The Swiss Space Office (SSO) is the federal government's competence centre for national and international space matters. In its role it cooperates closely with other federal offices and is responsible for the preparation and implementation of the policy and strategic orientations of the space domain in Switzerland. The SSO is part of the State Secretariat for Education, Research, and Innovation. The Head of the SSO is Dr.

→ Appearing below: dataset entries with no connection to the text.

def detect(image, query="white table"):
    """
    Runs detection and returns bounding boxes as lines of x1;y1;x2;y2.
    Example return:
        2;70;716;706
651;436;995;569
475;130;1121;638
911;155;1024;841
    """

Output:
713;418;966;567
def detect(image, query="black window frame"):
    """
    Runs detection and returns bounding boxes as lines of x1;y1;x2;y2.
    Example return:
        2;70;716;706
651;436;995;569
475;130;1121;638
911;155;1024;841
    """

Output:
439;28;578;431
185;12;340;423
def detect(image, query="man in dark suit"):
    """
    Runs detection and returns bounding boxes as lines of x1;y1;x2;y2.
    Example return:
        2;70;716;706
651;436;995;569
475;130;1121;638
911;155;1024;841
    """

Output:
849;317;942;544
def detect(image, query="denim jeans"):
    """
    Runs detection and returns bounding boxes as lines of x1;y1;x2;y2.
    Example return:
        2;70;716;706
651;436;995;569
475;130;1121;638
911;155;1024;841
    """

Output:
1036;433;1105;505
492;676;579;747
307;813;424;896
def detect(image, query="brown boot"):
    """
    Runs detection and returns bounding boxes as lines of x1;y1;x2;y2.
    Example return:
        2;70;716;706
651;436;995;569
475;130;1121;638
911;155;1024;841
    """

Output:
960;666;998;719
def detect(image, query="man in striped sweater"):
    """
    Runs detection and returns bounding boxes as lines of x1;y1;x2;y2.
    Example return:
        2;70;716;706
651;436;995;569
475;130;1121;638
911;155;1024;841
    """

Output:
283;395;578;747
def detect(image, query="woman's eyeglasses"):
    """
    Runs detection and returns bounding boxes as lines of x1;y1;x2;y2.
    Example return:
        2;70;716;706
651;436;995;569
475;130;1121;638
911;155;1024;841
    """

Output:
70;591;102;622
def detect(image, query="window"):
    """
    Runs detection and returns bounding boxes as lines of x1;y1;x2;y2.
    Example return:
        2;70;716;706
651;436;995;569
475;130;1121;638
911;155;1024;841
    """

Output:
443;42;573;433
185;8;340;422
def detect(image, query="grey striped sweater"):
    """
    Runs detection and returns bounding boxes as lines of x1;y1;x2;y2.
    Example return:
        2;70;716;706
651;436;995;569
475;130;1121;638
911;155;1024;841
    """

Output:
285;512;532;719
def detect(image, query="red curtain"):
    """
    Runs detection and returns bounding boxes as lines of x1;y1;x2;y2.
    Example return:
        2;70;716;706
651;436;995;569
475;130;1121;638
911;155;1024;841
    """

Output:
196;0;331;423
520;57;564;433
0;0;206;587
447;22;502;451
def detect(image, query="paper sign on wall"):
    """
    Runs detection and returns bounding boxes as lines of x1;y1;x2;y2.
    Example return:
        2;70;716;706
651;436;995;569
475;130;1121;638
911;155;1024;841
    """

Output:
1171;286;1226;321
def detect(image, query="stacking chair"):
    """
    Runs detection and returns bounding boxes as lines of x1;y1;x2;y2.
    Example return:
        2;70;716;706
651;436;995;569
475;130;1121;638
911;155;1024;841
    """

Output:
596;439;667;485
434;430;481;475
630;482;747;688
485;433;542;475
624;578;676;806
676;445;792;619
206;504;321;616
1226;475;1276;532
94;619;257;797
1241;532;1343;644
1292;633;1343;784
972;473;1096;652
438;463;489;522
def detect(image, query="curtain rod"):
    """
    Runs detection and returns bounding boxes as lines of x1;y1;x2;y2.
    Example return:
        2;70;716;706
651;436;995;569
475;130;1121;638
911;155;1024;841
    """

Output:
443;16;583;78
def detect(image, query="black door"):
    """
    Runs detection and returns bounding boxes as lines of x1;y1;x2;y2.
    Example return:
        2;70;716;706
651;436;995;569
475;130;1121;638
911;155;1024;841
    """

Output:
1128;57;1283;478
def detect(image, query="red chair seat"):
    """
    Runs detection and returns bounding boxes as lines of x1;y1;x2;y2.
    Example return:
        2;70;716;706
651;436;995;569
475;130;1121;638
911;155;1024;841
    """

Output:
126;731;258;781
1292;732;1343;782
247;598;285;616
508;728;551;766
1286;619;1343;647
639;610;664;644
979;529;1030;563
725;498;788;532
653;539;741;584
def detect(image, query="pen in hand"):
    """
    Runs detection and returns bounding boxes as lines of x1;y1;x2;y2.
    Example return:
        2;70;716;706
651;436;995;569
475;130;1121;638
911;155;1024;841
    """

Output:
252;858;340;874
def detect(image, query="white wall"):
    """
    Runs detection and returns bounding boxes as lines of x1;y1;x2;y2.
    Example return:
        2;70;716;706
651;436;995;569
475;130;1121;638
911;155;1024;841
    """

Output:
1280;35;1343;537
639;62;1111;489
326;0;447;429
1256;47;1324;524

Renato Krpoun.

The SSO ensures international cooperation in the space sector and promotes contacts with foreign partners. It represents Swiss interests in international organisations and international cooperation programmes. The most important instrument for implementing Swiss space policy is the participation of Switzerland in European Space Agency (ESA) programmes and activities. State Secretary Prof. Dr. Martina Hirayama and Dr. Renato Krpoun lead the delegation to ESA at ministerial, respectively delegate level.

Switzerland is a founding member of the European Space Agency, and has actively participated in European space development since 1960. The Swiss Space Office opened in 1998. The role of the SSO expanded to cover all aspects of space policy in 2000, when the new national constitution came into force.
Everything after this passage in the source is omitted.